2. Berechtigte Interessen
- Wenn personenbezogene Daten während des Betriebs verwendet werden (z. B. Benutzereingaben in ChatGPT), muss ein berechtigtes Interesse nach Artikel 6(1)(f) DSGVO vorliegen. Dabei muss sichergestellt werden, dass die Verarbeitung notwendig ist und die Rechte und Freiheiten der Nutzer nicht überwiegt.
Die Stellungnahme nennt außerdem konkrete Kriterien, die dabei helfen, festzustellen, ob eine Verarbeitung im berechtigten Interesse der Betroffenen liegen kann. Dazu gehören: - Ob die personenbezogenen Daten öffentlich verfügbar waren,
- die Art der Beziehung zwischen den Betroffenen und dem Verantwortlichen,
- der Kontext der Datenerhebung und die Quelle der Daten,
- sowie die potenziellen weiteren Nutzungen des Modells.
Wichtig ist auch, ob die Betroffenen tatsächlich wissen, dass ihre Daten online verfügbar sind.
3. Keine unrechtmäßige Datenverarbeitung
- Wenn ein KI-Modell auf unrechtmäßig verarbeiteten Daten trainiert wurde (z. B. ohne gültige Einwilligung oder Rechtsgrundlage), könnte dies die Rechtmäßigkeit der späteren Nutzung beeinträchtigen. Organisationen, die ChatGPT einsetzen, müssen sicherstellen, dass das Modell DSGVO-konform trainiert wurde.
4. Datenminimierung und Zweckbindung
- Alle Eingaben und Ergebnisse sollten den Prinzipien der Datenminimierung und Zweckbindung entsprechen.

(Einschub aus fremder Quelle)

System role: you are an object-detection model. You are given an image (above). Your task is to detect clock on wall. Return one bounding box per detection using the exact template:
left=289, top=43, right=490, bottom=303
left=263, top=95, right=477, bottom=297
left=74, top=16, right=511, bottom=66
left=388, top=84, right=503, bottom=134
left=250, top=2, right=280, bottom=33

Das bedeutet, dass nur notwendige Daten verarbeitet und nicht für unvereinbare Zwecke genutzt werden dürfen.
Die EDPB empfiehlt zudem, mitigierende Maßnahmen zu ergreifen, falls der Verarbeitung ein negatives Risiko für die Betroffenen gegenübersteht. Diese Maßnahmen können technischer Natur sein, wie das Implementieren von zusätzlichen Verschlüsselungstechniken, oder organisatorisch, indem etwa die Transparenz erhöht und Rechte der Betroffenen leichter durchsetzbar gemacht werden.
ChatGPT kann legal genutzt werden, wenn:
- Das Modell DSGVO-konform trainiert wurde.
- Nutzer transparent informiert werden.
- Personendaten nur unter strengen Voraussetzungen verarbeitet werden.
Organisationen, die ChatGPT einsetzen, sollten regelmäßig prüfen, ob die Nutzung der DSGVO entspricht, insbesondere bei der Verarbeitung sensibler oder personenbezogener Daten.
Fazit EDPB Opinion 28/2024: Wegweiser für KI und Datenschutz
Die EDPB Opinion 28/2024 zeigt, dass die Balance zwischen Datenschutz und Innovation komplex ist, aber machbar sein muss. Die europäischen Datenschutzbehörden fordern eine rigorose Einhaltung der Datenschutzgrundsätze und sehen gleichzeitig die Notwendigkeit für praktikable Leitlinien, die Innovationen nicht unnötig einschränken.